Bruce Smith has farmed the land since 1997.
In 2015, a family dispute saw four of Bruce Smith’s brothers take a case to the Maori Land Court to get him to allow them access to the farm and a share of the decision-making. It followed a decision by the trustee to put the lease out to tender.
Smith’s brother Tim Smith’s application for the new 10-year lease on the land was the preferred one.
Tim Smith said the property, worth more than $2 million, was bequeathed in the 1950s to eight siblings by their father. It was meant to benefit them all. Instead, Bruce Smith has been running it alone and blocked their involvement by establishing a company (with one of their siblings, who is now deceased) that excluded the others.
Tim Smith and his brothers had been waiting a long time to have a chance of involvement in the property again. After taking their case to the land court in 2015, there were further delays caused by several counter applications and injunctions sought by Bruce Smith and his family.

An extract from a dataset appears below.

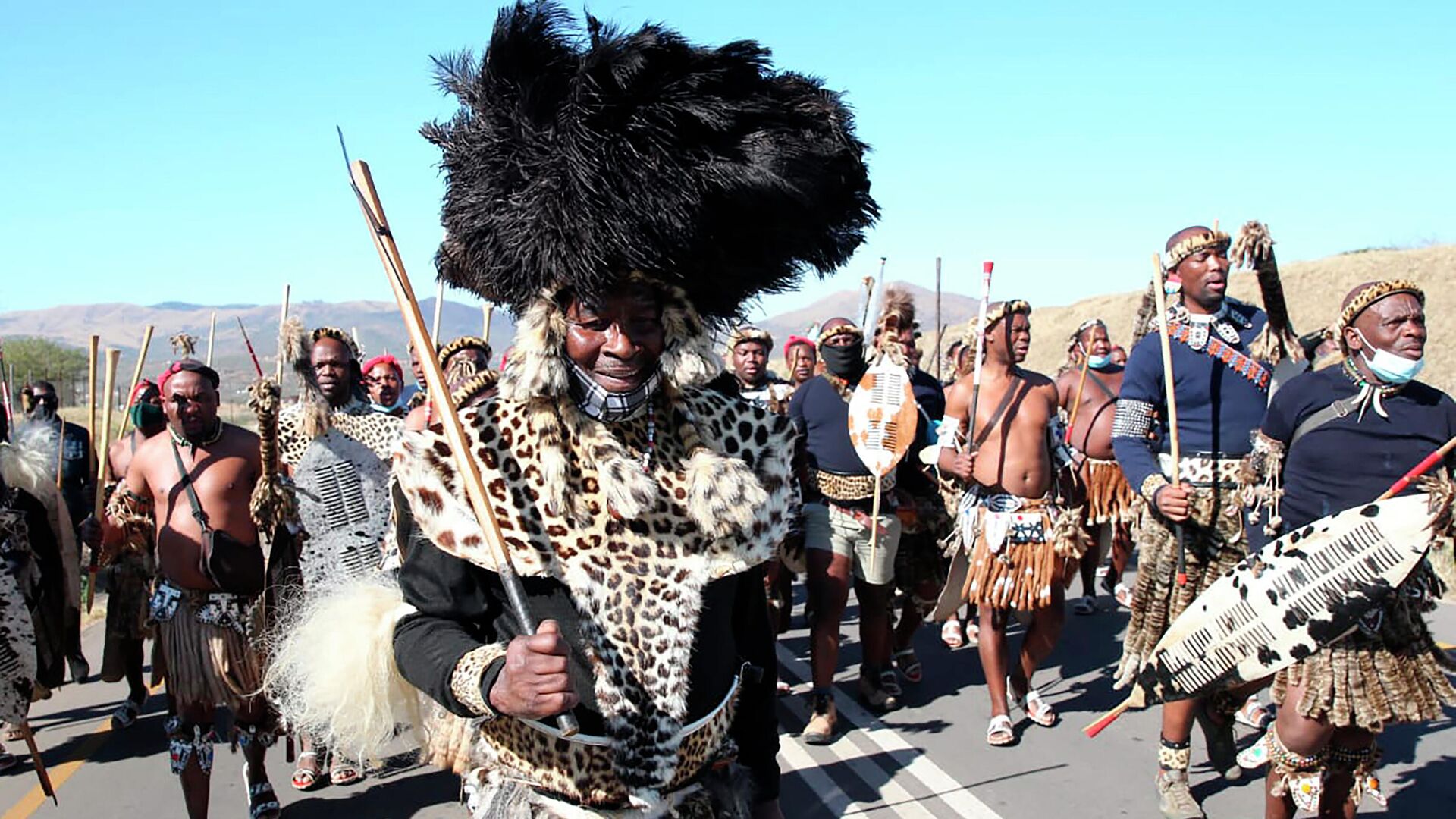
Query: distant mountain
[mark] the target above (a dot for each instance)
(376, 324)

In November 2016, the court ordered Bruce and his family remove themselves and their possessions from the property within seven days.
The following year, after subsequent applications for rehearings by Bruce proved unsuccessful, the court issued an injunction prohibiting the family from entering or occupying the land.

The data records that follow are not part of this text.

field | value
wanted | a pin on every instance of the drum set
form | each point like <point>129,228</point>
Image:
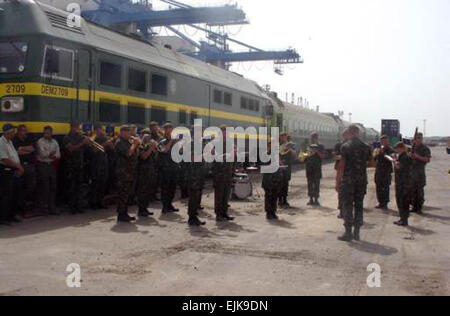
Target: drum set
<point>243,184</point>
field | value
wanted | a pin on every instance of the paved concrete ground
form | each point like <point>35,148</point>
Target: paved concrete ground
<point>298,255</point>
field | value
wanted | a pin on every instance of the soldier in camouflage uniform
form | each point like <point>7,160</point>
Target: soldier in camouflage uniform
<point>286,158</point>
<point>156,136</point>
<point>147,173</point>
<point>127,156</point>
<point>183,180</point>
<point>223,182</point>
<point>99,169</point>
<point>403,183</point>
<point>169,170</point>
<point>352,182</point>
<point>196,181</point>
<point>271,184</point>
<point>421,156</point>
<point>314,170</point>
<point>337,158</point>
<point>383,173</point>
<point>74,144</point>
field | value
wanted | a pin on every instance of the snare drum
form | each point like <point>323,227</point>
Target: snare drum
<point>243,187</point>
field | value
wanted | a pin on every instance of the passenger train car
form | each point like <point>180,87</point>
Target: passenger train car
<point>52,73</point>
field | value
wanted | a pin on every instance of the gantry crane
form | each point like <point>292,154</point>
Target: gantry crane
<point>144,18</point>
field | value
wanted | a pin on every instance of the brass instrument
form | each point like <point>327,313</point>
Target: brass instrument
<point>147,143</point>
<point>287,148</point>
<point>94,145</point>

The Maori Land Court removed Bruce Smith as a trustee of the estate and removed him as a director in 2017.
Weeks later the trustee found the Smiths had continued to live at the homestead and had even put a gate across a bridge, blocking access to the land.
The situation deteriorated when the trustee was countered with a trespass order from the Smiths to stop Maori Trustee staff going to the property.
The trustee, Te Tumu Paeroa, declined to comment yesterday.